Romanda, şiirde ve tiyatroda her türlü sanatsal yorumdan
amaç insandır. Her şey insan içindir. Bunun için günümüz
insanına bir konu nasıl anlatılabilir? Sorusuna…
GRAFİKLE’de anlatılır demek istedim.
Mısır gülü 12 yılda bir açarmış? Nasıl bir gül bu? Neyi
anlatmak istediniz?
Aslında anlatmak istediğim sabırdı. Bunu güneş
sistemindeki bir olaya bağladım.Jüpiter 12 yılda bir
güneşin çevresini dolaşır ve turunu tamamlar. Her yıl
yeni bir burça girer kendi yerine geri döndüğünde doğada
bereketli olaylar gözlenir. Gül ise kurgudur.
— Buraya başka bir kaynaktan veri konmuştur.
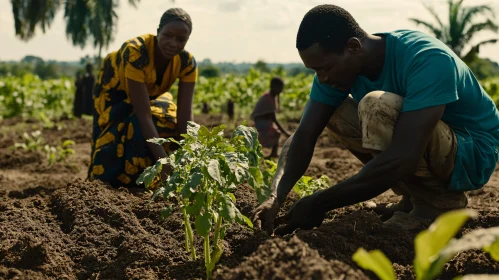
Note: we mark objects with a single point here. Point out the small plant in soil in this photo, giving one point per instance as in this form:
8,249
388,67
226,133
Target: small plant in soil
435,246
60,153
304,187
207,168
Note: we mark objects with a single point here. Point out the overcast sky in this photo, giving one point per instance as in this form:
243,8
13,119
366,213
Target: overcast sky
229,30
Yine de aklımdan çıkmayan bir noktadan bahsedeceğim. Fem
, yani goncaların yetiştirenin kalbi büyüklüğünde
olması.Bu bana eski bir kıssa gibi geldi.
O
zaman öyle olacakJ) Kıssa olmaya aday demek ki...
Ali Bey,kitabınızın sadece Türkçe değil başka dillere
de çevrildiğini okuduk. Bu çalışmalarınız hangi aşamada?
Almancası bitmiş, editlenmiş durumda, yayıncılarla
diyalog halindeyiz. Japoncası tamamlanmak üzere, Rusçası
yarılandı. Portekizce ve İspanyolcasının çevirileri
devam etmektedir. Amacımız 46 dünya dili …
Birde Hauke Wagner’in eseriniz için söyledikleri ;
oldukça etkilenmiş. Siz ne düşünüyorsunuz yabancıların
bu tepkileri hakkında ?
Wagner’in sözleri beni onure etti ve sevindirdi. Fakat
biraz abartılı buldum çünkü çok değerli düşünürler gelip
–geçmiş alemden . Ummanın yanında damlanın adı mı
olur ?Biz damla olmaya çalışıyoruz.
İzninize sığınarak…
Estağfurullah… Bu keyifli sohbet için size çok teşekkür
ederim. Ali Aytaç ve İksir ; arkadaşlarımıza rahatlıkla
tavsiye edebileceğimiz bir eser olma niteliğini
taşıdığını düşüyorum. Başarı sizinle olsun.
Rica
ederim benim içinde çok keyifliydi. Güzel
temennilerinize ayrıca teşekkür ederim.